As you can see from the screenshot above, The created_ and real_delivery_time it's datetmet stuff now.

Among the main columns, Store_Primary_category It has the fewest non-null values (192,668), which means it has the most missing data. That's why we're going to focus on cleaning first.
// Data impretation with mode()
One of the best columns in the database, evident from its high number of missing values, Store_Primary_category. It tells us what type of food stores are available, such as Mexican, American, and Thai. However, many lines are missing this information, which is a problem. For example, it may limit how we can aggregate or analyze data. So how do we fix it?
We will fill these lines instead of discarding them. To do that, we will use smart authentication.
We write a dictionary that maps each one Store_id In this section it is very common, and use that medium to fill in the missing values. Let's look at the data before doing that.

Here is the code.
import numpy as np
# Global most-frequent category as a fallback
global_mode = df["store_primary_category"].mode().iloc[0]
# Build store-level mapping to the most frequent category (fast and robust)
store_mode = (
df.groupby("store_id")["store_primary_category"]
.agg(lambda s: s.mode().iloc[0] if not s.mode().empty else np.nan)
)
# Fill missing categories using the store-level mode, then fall back to global mode
df["store_primary_category"] = (
df["store_primary_category"]
.fillna(df["store_id"].map(store_mode))
.fillna(global_mode)
)
df.info()
Here is the output.

As you can see from the screenshot above, The Store_Primary_category Now the column has a non-null maximum Count. But let's double check with this code.
df["store_primary_category"].isna().sum()
Here is the output showing the number of nan values. It is zero; We removed them all.
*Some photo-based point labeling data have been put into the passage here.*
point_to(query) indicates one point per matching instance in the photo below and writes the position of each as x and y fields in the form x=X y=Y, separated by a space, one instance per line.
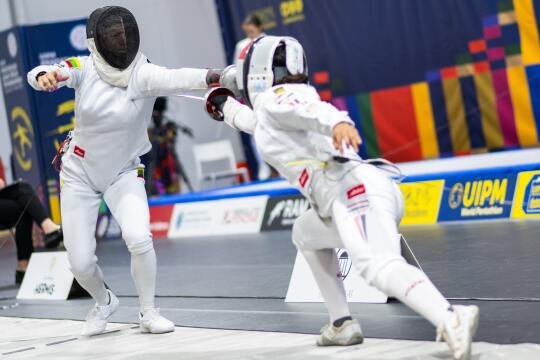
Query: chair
x=216 y=161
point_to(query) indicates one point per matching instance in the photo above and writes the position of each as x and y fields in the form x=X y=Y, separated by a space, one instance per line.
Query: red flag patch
x=355 y=191
x=304 y=177
x=78 y=151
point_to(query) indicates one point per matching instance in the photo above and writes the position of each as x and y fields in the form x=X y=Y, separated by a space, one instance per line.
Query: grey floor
x=239 y=282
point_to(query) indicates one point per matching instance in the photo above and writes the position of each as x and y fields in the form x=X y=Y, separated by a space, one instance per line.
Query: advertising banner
x=303 y=288
x=282 y=211
x=478 y=197
x=47 y=277
x=526 y=202
x=160 y=219
x=422 y=201
x=220 y=217
x=24 y=133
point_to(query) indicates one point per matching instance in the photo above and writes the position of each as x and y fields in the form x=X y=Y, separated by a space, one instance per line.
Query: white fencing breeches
x=365 y=207
x=127 y=201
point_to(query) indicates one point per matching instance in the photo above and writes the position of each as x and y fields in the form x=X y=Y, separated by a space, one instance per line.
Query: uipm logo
x=345 y=263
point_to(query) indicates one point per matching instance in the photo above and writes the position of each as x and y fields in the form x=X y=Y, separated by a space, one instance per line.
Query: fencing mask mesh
x=116 y=35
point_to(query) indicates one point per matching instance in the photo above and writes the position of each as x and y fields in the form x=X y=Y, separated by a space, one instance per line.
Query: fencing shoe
x=152 y=322
x=458 y=330
x=96 y=320
x=348 y=333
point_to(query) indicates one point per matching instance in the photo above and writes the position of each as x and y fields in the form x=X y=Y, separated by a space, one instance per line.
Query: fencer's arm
x=69 y=73
x=154 y=80
x=316 y=116
x=239 y=116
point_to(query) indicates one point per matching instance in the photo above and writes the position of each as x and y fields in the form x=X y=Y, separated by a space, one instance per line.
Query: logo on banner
x=77 y=37
x=12 y=45
x=478 y=199
x=22 y=137
x=242 y=216
x=281 y=212
x=292 y=11
x=345 y=263
x=526 y=202
x=532 y=194
x=422 y=201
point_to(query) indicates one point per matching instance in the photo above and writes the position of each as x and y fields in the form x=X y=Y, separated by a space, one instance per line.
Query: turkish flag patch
x=304 y=177
x=355 y=191
x=78 y=151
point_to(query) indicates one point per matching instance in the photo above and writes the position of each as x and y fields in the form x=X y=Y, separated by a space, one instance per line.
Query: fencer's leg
x=79 y=206
x=128 y=203
x=316 y=241
x=372 y=241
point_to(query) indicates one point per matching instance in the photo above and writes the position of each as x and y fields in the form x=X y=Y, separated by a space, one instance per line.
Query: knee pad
x=297 y=237
x=83 y=269
x=140 y=247
x=377 y=265
x=138 y=241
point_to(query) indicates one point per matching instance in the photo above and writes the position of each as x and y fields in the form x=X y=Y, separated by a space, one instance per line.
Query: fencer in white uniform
x=115 y=90
x=356 y=205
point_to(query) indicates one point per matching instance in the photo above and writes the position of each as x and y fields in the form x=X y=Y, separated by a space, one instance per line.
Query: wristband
x=41 y=73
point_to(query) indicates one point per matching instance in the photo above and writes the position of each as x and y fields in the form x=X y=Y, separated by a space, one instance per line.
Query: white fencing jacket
x=111 y=122
x=292 y=129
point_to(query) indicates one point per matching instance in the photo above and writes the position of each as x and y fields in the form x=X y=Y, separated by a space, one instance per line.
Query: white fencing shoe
x=152 y=322
x=96 y=320
x=458 y=330
x=349 y=333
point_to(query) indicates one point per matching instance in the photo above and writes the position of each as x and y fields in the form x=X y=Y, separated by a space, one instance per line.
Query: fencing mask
x=257 y=69
x=115 y=35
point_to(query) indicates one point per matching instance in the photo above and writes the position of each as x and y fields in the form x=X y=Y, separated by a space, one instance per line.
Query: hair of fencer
x=279 y=65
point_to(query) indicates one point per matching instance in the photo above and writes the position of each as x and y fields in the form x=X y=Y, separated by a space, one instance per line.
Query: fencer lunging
x=356 y=205
x=115 y=89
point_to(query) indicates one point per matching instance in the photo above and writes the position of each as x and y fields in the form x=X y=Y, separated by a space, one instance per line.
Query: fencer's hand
x=215 y=101
x=345 y=133
x=49 y=81
x=213 y=77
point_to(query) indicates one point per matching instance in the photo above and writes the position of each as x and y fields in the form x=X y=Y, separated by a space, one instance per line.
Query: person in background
x=20 y=208
x=163 y=165
x=253 y=29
And let's look at the dataset after rendering.


// Disposing of the remaining Nans
In the previous step, we were correcting Store_Primary_categorybut did you see something? The non-negative numbers across the columns still don't match!
This is a clear indication that we are still dealing with missing values in some of the data. Now, when it comes to data cleaning, we have two options:
- Fill in the missing values
- They threw them
Given that this data contains nearly 200,000 rows, we can afford to lose some. With smaller dasets, you will have to be more careful. In that case, it is advisable to analyze each column, to establish levels (determine how many values are missing – using the median, importance, or to fill them with background), and fill them.
To remove Nans, we will use the Dropna() method from the Pandas library. We put ourselves Inceple = true To apply changes directly to DataFAME without needing to assign it again. Let's look at the dataset this time.

Here is the code.
df.dropna(inplace=True)
df.info()
Here is the output.

As you can see from the screenshot above, each column now has the same number of non-null values.
Let's look at the data behind all the changes.

// What can you do next?
Now that we have a clean dataset, here are a few things you can do next:
- Perform EDA to understand delivery patterns.
- New Engineer features like delivery hours or dash dashers add more detail to your analysis.
- Analyze the relationship between variables to increase the performance of your model.
- Create different models for recycling and find the best model.
- Estimate delivery time with a better made model.
The obvious Final thoughts
In this article, we cleaned up a real-life dataset from doordash by looking at common quality issues, such as correcting incorrect data types and handling missing values. We built a simple data cleaning pipeline for this data project and explored the next steps.
Real-World dates can be messier than you think, but there are many ways and tricks to solve these problems. Thanks for reading!
Nate receipt He is a data scientist and product strategist. He is also a self-proclaimed educationalist, and the founder of Stratascratch, a platform that helps data scientists prepare for their interviews with real interview questions from top companies. Nate writes on the latest trends in the job market, gives interactive advice, shares data science projects, and covers all things SQL.